Hi there,
I’m really new to this tool and the related functions.
Is it possible for Knime to run a Python script which fetch a file in my local folder?
I tried to add a CSV reader before the scipt node but it was not working.
Thank you @mlauber71 (just added your hub to my favorite !!)
It seems that the forum only accpets certain kinds of files.
For the feed2.csv, there is only address (manually input) in the first column.
The target is to fetch latitude and longitude based on the addresses I put in “feed2.csv”.
The steps are like:
manually input address in feed.csv.
run python to fetch latitude and longitude from google.
python generate another csv file with address/latitude/longtitude.
I wouldn’t bother reading files in python unless there is some critical performance related reason to do so.
In current KNIME version you pay a pretty large penalty when moving data between KNIME and python. So if you are reading in millions of rows, then yes reading them in in python vs a file reader before will help a lot with performance. But else you are just not benefiting form the “easy of use” of knime.
If the csv reader doesn’t work in KNIME you could also try the file reader or File reader (complex format). The first is much faster but has less options to configure.
I just tried one of my use-cases and I’m actually a bit surprised as the speedup is rather much lower than expected. for to_pandas only 20% faster. to_arrow requires major code change and I’m not really familiar with pyarrow so what I did is probably not optimized but lead to a 25% speedup.

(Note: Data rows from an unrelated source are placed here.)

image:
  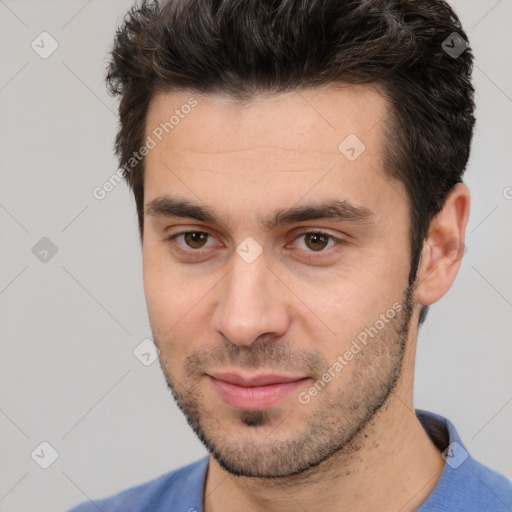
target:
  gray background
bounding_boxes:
[0,0,512,512]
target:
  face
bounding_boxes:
[143,85,412,477]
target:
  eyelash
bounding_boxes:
[167,228,344,260]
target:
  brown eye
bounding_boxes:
[304,233,332,251]
[182,231,209,249]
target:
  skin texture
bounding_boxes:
[143,85,469,512]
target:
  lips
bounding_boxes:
[208,372,308,410]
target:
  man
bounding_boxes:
[66,0,512,512]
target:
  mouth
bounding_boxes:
[208,372,309,411]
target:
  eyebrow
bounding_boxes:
[145,195,375,231]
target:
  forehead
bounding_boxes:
[146,84,389,158]
[144,84,404,224]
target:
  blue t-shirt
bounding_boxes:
[68,409,512,512]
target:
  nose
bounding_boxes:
[212,248,291,346]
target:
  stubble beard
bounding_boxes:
[155,285,413,479]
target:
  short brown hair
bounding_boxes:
[107,0,475,296]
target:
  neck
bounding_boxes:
[204,354,444,512]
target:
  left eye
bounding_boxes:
[169,231,342,253]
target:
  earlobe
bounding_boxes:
[415,183,470,305]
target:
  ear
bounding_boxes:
[415,183,470,306]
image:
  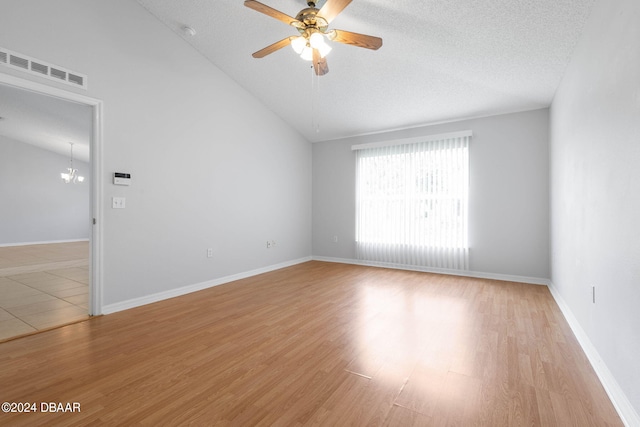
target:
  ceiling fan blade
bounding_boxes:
[327,30,382,50]
[251,37,295,58]
[244,0,304,28]
[313,49,329,76]
[318,0,351,23]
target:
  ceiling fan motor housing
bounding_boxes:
[296,7,329,33]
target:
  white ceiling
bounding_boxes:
[137,0,593,142]
[0,84,92,162]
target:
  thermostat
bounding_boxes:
[113,172,131,185]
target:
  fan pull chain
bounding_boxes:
[311,64,320,133]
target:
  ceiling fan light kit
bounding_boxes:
[244,0,382,76]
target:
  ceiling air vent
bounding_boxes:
[9,55,29,70]
[31,61,49,76]
[0,47,87,90]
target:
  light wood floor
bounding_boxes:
[0,242,89,341]
[0,262,622,427]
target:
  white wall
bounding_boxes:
[550,0,640,422]
[0,135,91,245]
[313,109,549,279]
[0,0,311,305]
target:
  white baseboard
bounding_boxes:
[0,239,89,248]
[101,257,311,314]
[313,256,550,286]
[549,282,640,427]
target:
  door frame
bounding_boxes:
[0,72,104,316]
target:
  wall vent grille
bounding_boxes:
[0,47,87,90]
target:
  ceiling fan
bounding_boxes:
[244,0,382,76]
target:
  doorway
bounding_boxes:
[0,73,102,341]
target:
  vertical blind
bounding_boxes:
[352,131,471,270]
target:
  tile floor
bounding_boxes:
[0,242,89,341]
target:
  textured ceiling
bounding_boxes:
[137,0,593,142]
[0,84,92,162]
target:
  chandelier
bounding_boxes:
[60,142,84,184]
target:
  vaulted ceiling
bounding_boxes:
[0,0,593,161]
[137,0,593,142]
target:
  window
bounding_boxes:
[352,131,471,270]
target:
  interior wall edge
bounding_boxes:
[548,281,640,427]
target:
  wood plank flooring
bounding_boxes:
[0,261,622,427]
[0,242,89,342]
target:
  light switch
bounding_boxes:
[111,197,126,209]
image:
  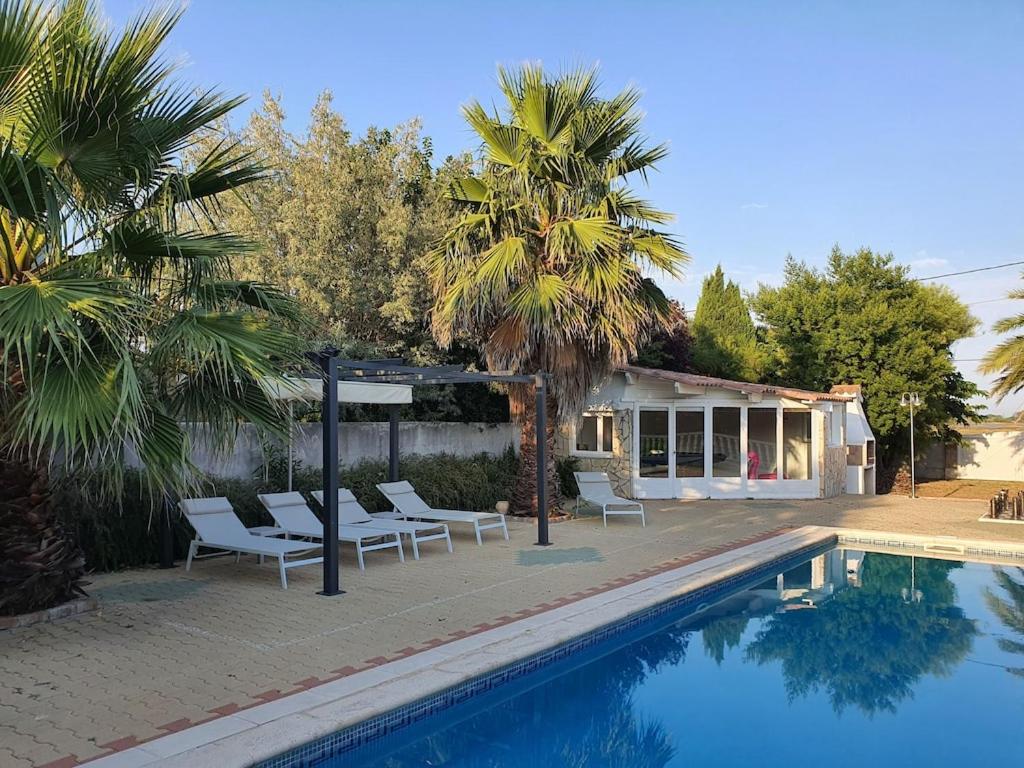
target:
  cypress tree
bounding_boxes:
[692,264,761,381]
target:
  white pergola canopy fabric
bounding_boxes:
[264,376,413,406]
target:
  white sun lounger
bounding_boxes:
[572,472,647,527]
[312,488,452,560]
[377,480,509,544]
[259,490,406,570]
[178,497,324,590]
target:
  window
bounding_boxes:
[711,408,740,477]
[676,408,705,477]
[640,410,669,477]
[782,409,813,480]
[846,445,864,467]
[575,414,614,454]
[746,408,778,480]
[828,402,846,445]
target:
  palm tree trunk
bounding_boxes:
[509,386,559,517]
[0,458,85,615]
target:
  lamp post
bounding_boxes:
[899,392,921,499]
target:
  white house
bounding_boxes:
[558,366,874,499]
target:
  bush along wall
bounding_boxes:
[55,450,517,572]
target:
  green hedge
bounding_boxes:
[55,449,516,571]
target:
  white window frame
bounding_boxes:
[570,410,615,459]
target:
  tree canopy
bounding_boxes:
[752,246,979,465]
[0,0,298,612]
[634,300,693,373]
[692,264,763,381]
[981,276,1024,400]
[428,65,688,509]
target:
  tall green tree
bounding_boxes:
[981,276,1024,400]
[428,66,687,510]
[208,91,458,361]
[692,264,763,381]
[633,299,693,373]
[0,0,296,613]
[985,567,1024,677]
[752,246,979,469]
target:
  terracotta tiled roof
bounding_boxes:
[618,366,856,402]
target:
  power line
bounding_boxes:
[911,261,1024,282]
[965,296,1014,306]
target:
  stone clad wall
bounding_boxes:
[821,445,846,499]
[556,411,633,498]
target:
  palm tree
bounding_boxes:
[428,66,688,511]
[981,282,1024,399]
[0,0,297,613]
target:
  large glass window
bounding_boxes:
[676,409,703,477]
[711,408,740,477]
[640,410,669,477]
[782,409,813,480]
[746,408,778,480]
[577,414,613,454]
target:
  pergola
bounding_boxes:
[305,347,551,596]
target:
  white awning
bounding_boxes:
[263,376,413,406]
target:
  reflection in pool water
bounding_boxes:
[321,550,1024,768]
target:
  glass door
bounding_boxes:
[637,408,675,499]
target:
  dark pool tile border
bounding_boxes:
[254,539,836,768]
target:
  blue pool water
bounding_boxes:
[305,550,1024,768]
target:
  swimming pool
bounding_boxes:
[266,550,1024,768]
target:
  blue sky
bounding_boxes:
[103,0,1024,412]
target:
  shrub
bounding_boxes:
[55,447,517,571]
[555,456,580,499]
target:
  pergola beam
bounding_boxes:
[308,347,551,596]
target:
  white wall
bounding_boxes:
[127,422,519,478]
[947,430,1024,482]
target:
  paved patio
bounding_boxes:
[0,497,1024,768]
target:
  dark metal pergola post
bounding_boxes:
[324,352,551,548]
[387,404,401,482]
[534,373,551,547]
[319,349,344,597]
[157,494,174,568]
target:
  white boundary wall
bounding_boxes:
[128,422,519,478]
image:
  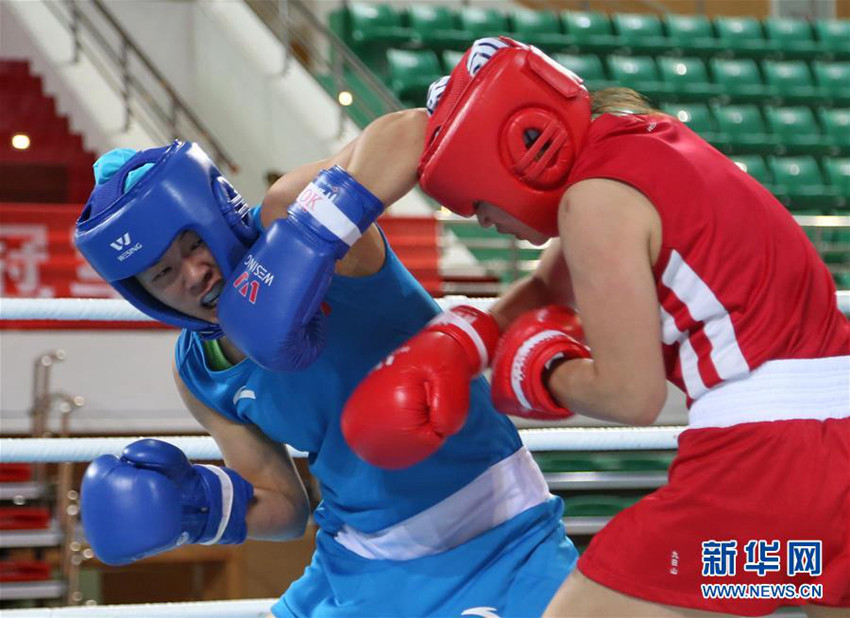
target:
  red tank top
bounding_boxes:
[569,114,850,403]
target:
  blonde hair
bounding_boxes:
[590,87,664,117]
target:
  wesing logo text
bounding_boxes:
[109,232,142,262]
[233,255,274,305]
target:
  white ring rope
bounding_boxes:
[0,426,687,463]
[0,290,850,322]
[3,599,277,618]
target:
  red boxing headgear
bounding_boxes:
[418,37,590,237]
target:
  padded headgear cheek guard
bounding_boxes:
[74,141,259,338]
[418,37,591,237]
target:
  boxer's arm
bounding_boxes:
[490,239,575,332]
[548,179,667,425]
[174,368,310,541]
[260,109,428,277]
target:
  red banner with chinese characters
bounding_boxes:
[0,203,169,329]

To be fair yes it does “heavy processing” so the serialization overhead becomes less important. I guess the exact use-case will have a huge impact on the speed improvement.
What would help is a guide how to work with the pyarrow table especially iterate it and generate new columns based on existing columns (eg pandas.apply)
Hi Christian, yes it’s clear only the data transfer was made faster. I was just assuming for this specific case that it was actually a larger part of the overall runtime than it really was.
Columnar backend is enabled, yes with maximize performance.